Problem 38
Question
Determine whether the series converges or diverges. $$1+\frac{1 \cdot 2}{1 \cdot 3}+\frac{1 \cdot 2 \cdot 3}{1 \cdot 3 \cdot 5}+\frac{1 \cdot 2 \cdot 3 \cdot 4}{1 \cdot 3 \cdot 5 \cdot 7}+\dots$$
Step-by-Step Solution
Verified Answer
The given series can be represented by the general term \(a_n = \frac{n!}{\prod_{k=1}^{n}(2k-1)}\). Using partial fraction decomposition, the series telescopes to \(S_n = 1 - \frac{1}{2n-1}\). Since the limit as n approaches infinity is 1 (\(\lim_{n\to\infty} S_n = 1\)), the series converges.

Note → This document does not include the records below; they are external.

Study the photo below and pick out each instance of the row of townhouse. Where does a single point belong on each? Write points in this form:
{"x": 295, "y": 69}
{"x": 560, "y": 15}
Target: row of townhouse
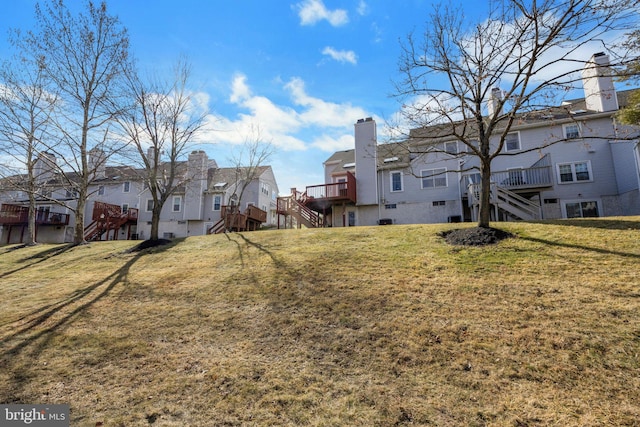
{"x": 571, "y": 161}
{"x": 119, "y": 204}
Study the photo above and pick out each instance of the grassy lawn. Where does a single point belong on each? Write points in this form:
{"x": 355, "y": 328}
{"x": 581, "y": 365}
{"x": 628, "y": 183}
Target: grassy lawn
{"x": 363, "y": 326}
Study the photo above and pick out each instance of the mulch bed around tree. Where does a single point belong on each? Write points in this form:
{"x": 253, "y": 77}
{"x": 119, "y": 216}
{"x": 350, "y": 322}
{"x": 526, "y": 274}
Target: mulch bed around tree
{"x": 476, "y": 236}
{"x": 146, "y": 244}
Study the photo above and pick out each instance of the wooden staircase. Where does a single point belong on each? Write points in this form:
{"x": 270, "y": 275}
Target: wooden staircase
{"x": 107, "y": 217}
{"x": 509, "y": 203}
{"x": 294, "y": 206}
{"x": 231, "y": 219}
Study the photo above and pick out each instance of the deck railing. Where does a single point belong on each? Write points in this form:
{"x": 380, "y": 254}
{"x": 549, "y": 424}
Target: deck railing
{"x": 16, "y": 214}
{"x": 336, "y": 191}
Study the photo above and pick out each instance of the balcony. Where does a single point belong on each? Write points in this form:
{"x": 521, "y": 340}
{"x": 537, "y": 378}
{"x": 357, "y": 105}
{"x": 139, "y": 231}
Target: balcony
{"x": 19, "y": 215}
{"x": 322, "y": 197}
{"x": 520, "y": 179}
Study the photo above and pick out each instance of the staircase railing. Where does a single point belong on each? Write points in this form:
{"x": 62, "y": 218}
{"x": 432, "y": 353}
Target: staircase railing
{"x": 516, "y": 204}
{"x": 294, "y": 205}
{"x": 510, "y": 202}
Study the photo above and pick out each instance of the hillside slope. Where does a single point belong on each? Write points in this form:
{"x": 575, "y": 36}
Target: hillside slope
{"x": 363, "y": 326}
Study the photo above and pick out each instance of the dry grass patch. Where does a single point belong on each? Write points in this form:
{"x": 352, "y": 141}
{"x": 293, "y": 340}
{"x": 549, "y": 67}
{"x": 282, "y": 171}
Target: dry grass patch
{"x": 360, "y": 326}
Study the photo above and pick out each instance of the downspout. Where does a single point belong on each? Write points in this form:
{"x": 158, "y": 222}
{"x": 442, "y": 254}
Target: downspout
{"x": 379, "y": 192}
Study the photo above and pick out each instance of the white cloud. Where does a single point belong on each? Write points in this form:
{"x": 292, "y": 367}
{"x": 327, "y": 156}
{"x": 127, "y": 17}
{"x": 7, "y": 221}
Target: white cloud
{"x": 318, "y": 112}
{"x": 363, "y": 8}
{"x": 312, "y": 11}
{"x": 331, "y": 144}
{"x": 341, "y": 55}
{"x": 308, "y": 123}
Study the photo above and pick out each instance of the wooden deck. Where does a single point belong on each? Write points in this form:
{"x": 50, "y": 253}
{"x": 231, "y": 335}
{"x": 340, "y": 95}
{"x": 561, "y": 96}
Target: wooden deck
{"x": 11, "y": 214}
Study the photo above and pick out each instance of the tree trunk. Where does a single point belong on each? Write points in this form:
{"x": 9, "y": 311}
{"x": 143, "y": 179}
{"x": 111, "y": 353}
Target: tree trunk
{"x": 155, "y": 221}
{"x": 31, "y": 225}
{"x": 484, "y": 214}
{"x": 78, "y": 235}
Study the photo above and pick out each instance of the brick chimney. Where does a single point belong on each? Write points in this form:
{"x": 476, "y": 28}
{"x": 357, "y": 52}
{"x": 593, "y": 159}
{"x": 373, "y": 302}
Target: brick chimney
{"x": 599, "y": 91}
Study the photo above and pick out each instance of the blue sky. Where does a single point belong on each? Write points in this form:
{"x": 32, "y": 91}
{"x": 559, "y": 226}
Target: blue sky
{"x": 303, "y": 71}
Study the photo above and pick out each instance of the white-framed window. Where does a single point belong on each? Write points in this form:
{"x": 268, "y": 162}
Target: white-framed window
{"x": 176, "y": 205}
{"x": 571, "y": 130}
{"x": 433, "y": 178}
{"x": 264, "y": 188}
{"x": 515, "y": 177}
{"x": 581, "y": 209}
{"x": 574, "y": 172}
{"x": 451, "y": 147}
{"x": 512, "y": 141}
{"x": 396, "y": 181}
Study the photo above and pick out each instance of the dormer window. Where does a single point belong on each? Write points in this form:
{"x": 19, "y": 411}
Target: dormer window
{"x": 571, "y": 131}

1Step 1: Find the general term of the series.
We can see that the series has a pattern. Let's write down the first few terms in the series:
$$1, \frac{1 \cdot 2}{1 \cdot 3}, \frac{1 \cdot 2 \cdot 3}{1 \cdot 3 \cdot 5}, \frac{1 \cdot 2 \cdot 3 \cdot 4}{1 \cdot 3 \cdot 5 \cdot 7}$$
For the numerators, we have a sequence of factorials:
$$1, 2!, 3!, 4!$$
The denominators appear to be the product of the first "n" odd integers:
$$1, 1 \cdot 3, 1 \cdot 3 \cdot 5, 1 \cdot 3 \cdot 5 \cdot 7$$
The general term of the series can be represented as:
$$a_n = \frac{n!}{\prod_{k=1}^{n}(2k-1)}$$
Where "n" is the term number and the "Π" symbol represents the product of odd integers.
2Step 2: Partial fraction decomposition
Let's represent each term as a partial fraction:
$$a_n=\frac{n!}{\prod_{k=1}^{n}(2k-1)} = \frac{(n-1)!}{\prod_{k=1}^{n-1}(2k-1)} - \frac{(n-2)!}{\prod_{k=1}^{n-2}(2k-1)}$$
Notice that we are trying to express the general term as a difference: two fractions with familiar patterns.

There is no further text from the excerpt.